Police in Athens scuffled with protesters as unions started a 48-hour strike against the austerity measures demanded by the so-called troika of international creditors who monitor progress made by Greece.
Higher Debt
Schaeuble, briefing lawmakers in Berlin on troika estimates relayed to the Brussels meeting on Feb. 9, said current plans would leave Greece’s debt as high as 136 percent of GDP by 2020, according to two people in the meeting. That compares with the 120 percent foreseen in the second bailout. Debt was about 160 percent of GDP last year.
The emergency euro-area talks broke up late on Feb. 9 with Luxembourg Prime Minister Jean-Claude Juncker saying Greece must turn its budget cuts into law, flesh out 325 million euros in spending reductions and have major party leaders sign up to the program so they don’t retreat after the elections. Another extraordinary meeting was set for Feb. 15.
Resolution of the aid talks, which have dragged on since July, would allow Greece to make the March bond payment and contain the threat that speculators will target debt-saddled nations including Italy and Portugal.
Strikes Called
The strike called by the private-sector GSEE union shut down schools, government services, and some public transit for the second time this week.
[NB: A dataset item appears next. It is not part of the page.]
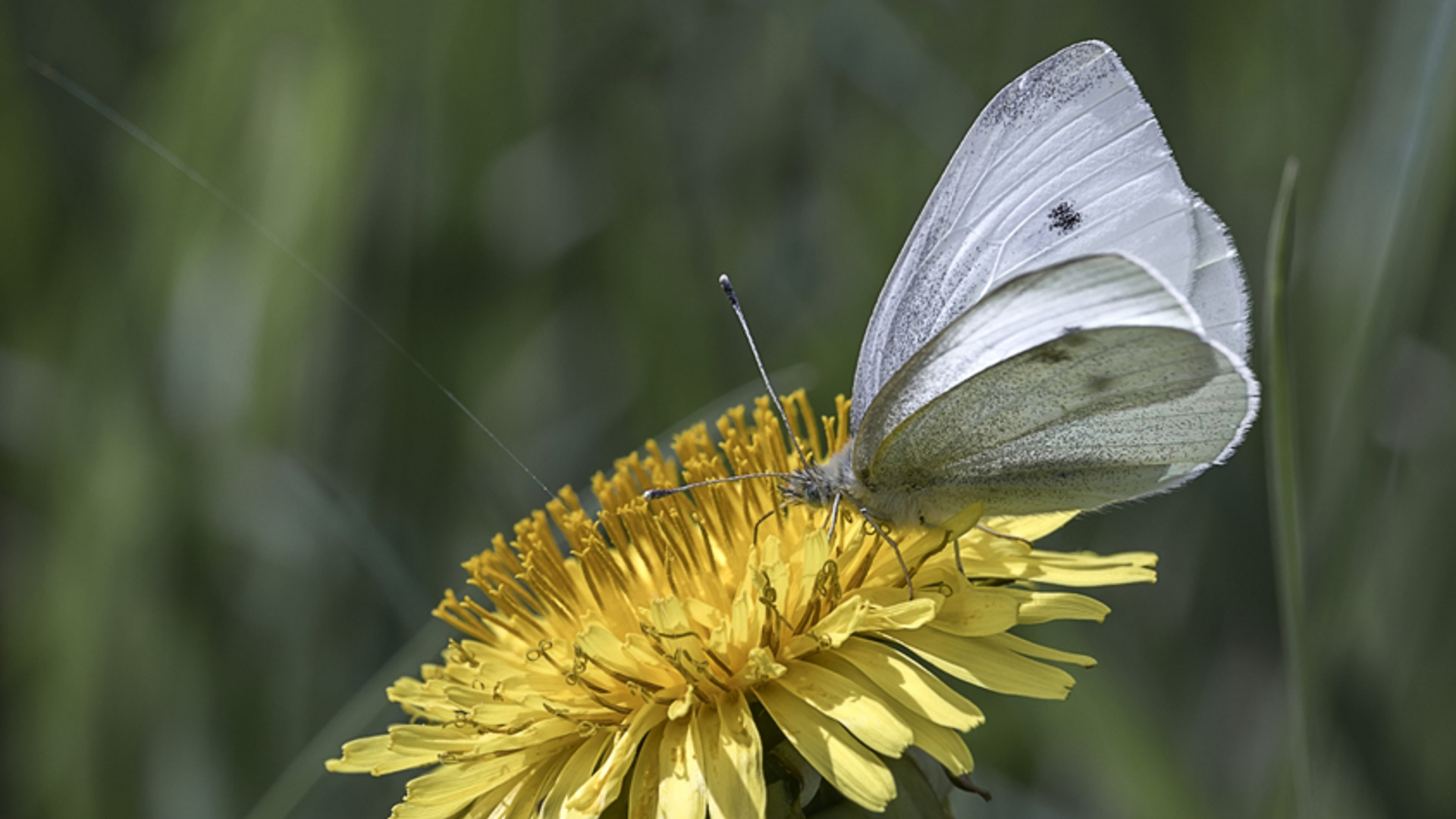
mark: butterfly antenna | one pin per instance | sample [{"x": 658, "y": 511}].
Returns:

“They want to privatize the entire country,” Ploumitsa Triantafillopoulou, 42, who works for an organization that promotes day-care facilities for children, said yesterday in an interview. “All of us here we will lose our jobs. They don’t care for us. They don’t care for the people of Greece.”
Europe’s hardline stance follows more than two years in which Greece failed to carry through promised reforms to tackle its uncompetitive economy and meet the terms for aid. Greece blamed its shortcomings on a deepening recession now set to worsen with figures this week showing unemployment jumping to 20.9 percent in November and industrial production declining.
Bondholders met separately in Paris on Feb. 9 to discuss accepting an average coupon of as low as 3.6 percent on new 30- year bonds in a proposed debt swap. An agreement would slice 100 billion euros off more than 200 billion euros of privately-held debt and a formal offer must be made by Feb. 13 to allow all procedures to be completed before the March 20 bond comes due.
European Union Economic and Monetary Affairs Commissioner Olli Rehn said the deal is “practically finalized.”
The measures are aimed at delivering budget reductions totaling 1.5 percent of GDP this year and range from a 22 percent paring of the minimum wage to lower pension payments and immediate job cuts for as many as 15,000 state workers.